Excessive wear of pet teeth can actually cause problems, and there are many reasons this can occur in dogs and cats. Some of the most common causes of worn pet teeth are chewing on tennis balls and other toys as well as itching/chewing as a result of skin allergies.

Both hair and (tennis) balls are very abrasive and can cause severe wearing of the incisor and canine teeth (and occasionally the premolars too).  You cathink of hair and tennis balls as like a brillo pad. Tooth wear can progress all the way to the gumline, and occasionally even below that.

Another cause of severely worn teeth is chewing on things like fences, which wears down the backside of the canines and increases the risk of tooth fracture. Finally, malocclusion or bite problems (i.e jaws that are not aligned properly) can cause two teeth to come together and to wear on each other.

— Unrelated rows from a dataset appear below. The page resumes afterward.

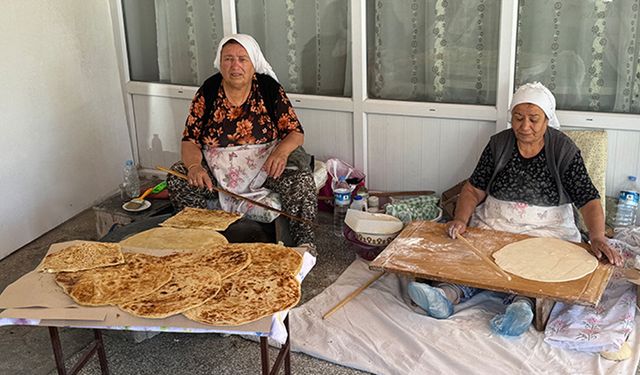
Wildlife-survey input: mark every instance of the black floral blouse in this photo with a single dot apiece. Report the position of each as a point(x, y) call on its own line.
point(530, 181)
point(248, 123)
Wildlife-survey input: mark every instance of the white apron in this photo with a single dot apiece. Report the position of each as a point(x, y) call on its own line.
point(238, 169)
point(516, 217)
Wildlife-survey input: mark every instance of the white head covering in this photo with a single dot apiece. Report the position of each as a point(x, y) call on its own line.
point(260, 64)
point(536, 93)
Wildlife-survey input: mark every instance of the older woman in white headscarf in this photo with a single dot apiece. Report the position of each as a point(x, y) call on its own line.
point(527, 181)
point(243, 134)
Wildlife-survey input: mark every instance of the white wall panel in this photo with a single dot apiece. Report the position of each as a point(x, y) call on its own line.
point(623, 158)
point(159, 125)
point(64, 130)
point(413, 153)
point(327, 134)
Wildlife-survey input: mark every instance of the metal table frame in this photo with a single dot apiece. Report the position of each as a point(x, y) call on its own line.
point(97, 347)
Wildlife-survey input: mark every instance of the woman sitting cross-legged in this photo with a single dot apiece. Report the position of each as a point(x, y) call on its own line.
point(243, 134)
point(527, 180)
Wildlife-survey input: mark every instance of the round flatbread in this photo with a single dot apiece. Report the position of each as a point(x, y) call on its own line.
point(83, 256)
point(200, 218)
point(248, 296)
point(191, 286)
point(141, 274)
point(546, 259)
point(227, 261)
point(271, 256)
point(167, 238)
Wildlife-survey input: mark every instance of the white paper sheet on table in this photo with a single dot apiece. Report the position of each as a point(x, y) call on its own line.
point(62, 312)
point(377, 332)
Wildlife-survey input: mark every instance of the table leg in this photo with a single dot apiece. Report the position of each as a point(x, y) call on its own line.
point(543, 310)
point(97, 346)
point(264, 355)
point(284, 355)
point(57, 350)
point(102, 355)
point(287, 358)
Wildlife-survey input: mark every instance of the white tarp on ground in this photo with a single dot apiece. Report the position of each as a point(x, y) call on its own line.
point(379, 333)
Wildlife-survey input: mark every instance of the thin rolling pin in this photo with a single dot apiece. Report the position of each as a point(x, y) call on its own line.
point(352, 295)
point(219, 190)
point(484, 257)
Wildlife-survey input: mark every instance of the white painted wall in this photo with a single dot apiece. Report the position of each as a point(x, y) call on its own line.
point(64, 133)
point(404, 152)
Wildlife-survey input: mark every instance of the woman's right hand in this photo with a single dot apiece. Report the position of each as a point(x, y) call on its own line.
point(199, 177)
point(455, 227)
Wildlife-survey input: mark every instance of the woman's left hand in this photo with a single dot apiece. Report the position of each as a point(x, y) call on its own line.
point(275, 164)
point(599, 246)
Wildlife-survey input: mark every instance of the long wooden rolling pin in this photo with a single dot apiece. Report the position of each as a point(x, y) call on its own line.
point(352, 295)
point(220, 190)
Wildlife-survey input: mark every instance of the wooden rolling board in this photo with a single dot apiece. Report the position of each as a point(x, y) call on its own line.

Worn pet teeth can look like fractured teeth, but the edges and tips are generally smooth. If the wear occurs slowly, the tooth may respond by laying down extra tooth structure (dentin) in response to the tooth loss to protect the root canal (nerve). If this occurs, the tooth will generally stay alive, and may not require any therapy. The exposed dentin in the middle of the tooth will become stained and it usually appears as a light tan to medium brown color. Furthermore, when a protective layer of dentin is present, a dental explorer instrument will not be able to enter the root canal when performed on oral exam. In contrast, if the root canal is not protected, an explorer will sink into the root canal during probing/examination.

In cases where the tooth is actually broken, or the wear occurs too fast or continues too far down to the gumline, the root canal is exposed and the tooth will become infected. Teeth with exposed root canals will generally have a dark brown to black center, as opposed to the light tan or medium brown color of reparative dentin, and which will allow an instrument into the canal.   Teeth with direct root canal exposure are infected and require either root canal therapy or extraction.

On occasion, wear can occur quickly enough to infect the tooth, but the tooth lives long enough to lay down a protective layer of dentin before it dies. These teeth will look like a living, worn tooth on the outside, but are dead on the inside. The only way to tell for sure is by taking a dental x-ray. Dead teeth have wider root canals than their vital neighbors. For this reason, we recommend dental x-rays on all significantly worn teeth.